Türkiye medyasında önemli bir değişim yaşandı. Görüntüye bakılacak olursa statükodan yana olan, vesayetçi sistemin sorgulanamayan ilişkilerinden beslenen sermayeye dayalı medya el değiştirmeye başladı. Merkez medya olarak tanımlanan yapının temel özelliği memlekette var olan statükoyu her ne pahasına olursa olsun desteklemesi, kendini devlet olarak gören yapıyla ekonomik, siyasal olarak özdeşleşmiş olması, buna karşılık toplumun değer yargılarına, taleplerine duyarsız olması, resmi ideolojiyi her ne pahasına olursa olsun sorgulamaktan uzak durması… Resmi ideolojinin karşısında gördüğü, ekonomik ve sınıfsal olarak seçkinlerin çıkarlarını tehdit ettiğini düşündüğü yükselen siyaset ve sermayeye karşı gerektiğinde darbecilerle işbirliği yapmaktan çekinmeyeceğini deşifre eden son büyük kırılma postmodern darbe sürecindeki rolü oldu.
AKP’nin yükselişi ve rakipsiz bir siyasal aktör olarak iktidar olmasıyla birlikte her şeyden önce siyaset, medya ve sermaye bileşimini ayrıştırmayı, değiştirmeyi hatta ele geçirmeyi stratejik hedefleri arasına alması kimseyi şaşırtmayacaktı. En başta çoğunluk olmasına rağmen sistem içi muhalefeti, mağduriyeti temsil eden kitlenin böyle bir beklentisinin olduğu söylenebilir.
Medyanın statüko adına siyaseti rehin alan gücünü kırmanın en kestirme yollarından birinin bu sektöre yabancı sermayenin girişini mümkün kılmak olduğu düşünülmüş olmalı ki bu yönde düzenleme yapıldı. Sermaye ilişkisi son derece sağlıksız olan medyanın siyaseti, toplumu dizayn etmeye yönelik yapısal sorunlarını düzenlemek, yasal tedbirler almak yerine daha büyük ölçekli küresel aktörler eliyle yerli üçkağıtçılara dayak atılmasını sağlamak yönünde bir sonuç doğuran düzenleme ortaya çıktı. Medyanın küresel sermayeye açılması doğrusu muhafazakâr-liberal ittifak ile hiç de çelişmiyordu.
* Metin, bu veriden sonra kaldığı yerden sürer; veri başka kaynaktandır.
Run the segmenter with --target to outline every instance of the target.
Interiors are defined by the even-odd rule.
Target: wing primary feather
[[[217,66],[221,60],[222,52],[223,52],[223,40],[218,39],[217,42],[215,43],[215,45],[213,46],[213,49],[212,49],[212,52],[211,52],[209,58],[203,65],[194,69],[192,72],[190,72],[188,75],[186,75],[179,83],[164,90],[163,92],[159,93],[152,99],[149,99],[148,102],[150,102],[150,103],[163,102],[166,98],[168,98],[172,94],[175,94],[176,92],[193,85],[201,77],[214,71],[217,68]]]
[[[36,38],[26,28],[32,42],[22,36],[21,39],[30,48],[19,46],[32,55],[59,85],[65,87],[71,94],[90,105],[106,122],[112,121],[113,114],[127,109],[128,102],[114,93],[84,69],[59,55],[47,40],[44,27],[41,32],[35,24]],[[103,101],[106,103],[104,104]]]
Sermayenin “dini, imanı olmadığı”na göre küresel sermayeyi yerli medya sektörüne dahil etmek; sadece yatırım çekmeye değil sırtını statükoya dayayan tekelci yerli medyayı terbiye etmeye de yarayacaktı. Kimileri için ekonomi küresel sisteme entegre edilerek -çok saftirik/ütopik liberal yaklaşımla- kendi kuralları içinde, serbest rekabetin bir getirisi olarak medya da yine ekonominin kurallarına uygun olarak dizginlenmiş olacaktı.
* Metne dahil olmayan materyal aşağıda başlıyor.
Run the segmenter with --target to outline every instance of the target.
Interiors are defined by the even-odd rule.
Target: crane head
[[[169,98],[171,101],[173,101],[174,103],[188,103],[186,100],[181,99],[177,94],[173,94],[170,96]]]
Kısa dönemde liberal-muhafazakâr ittifak bunun sonuçlarını almadı değil. Medya büyük oranda el değiştirdi; iktidarla iyi geçinmeye alışkın medya patronları geçici olmadığını anladıkları yeni patronları ile anlaşmayı seçerken alternatif medya da yabancı sermayeye açılarak yeni patronlar marifetiyle denge kurulmuş oldu. Bu durumun en çarpıcı örneği Murdoch’ın medya imparatorluğunun büyük medya gruplarından birine ortak olma teşebbüsü. Hem gazete hem televizyon kanalına verdiği teklifte anlaşırlarsa daha önce zaten bir yerli tv kanalına sahip olan Murdoch bu kez en büyük medya gruplarından birinde söz sahibi olacak.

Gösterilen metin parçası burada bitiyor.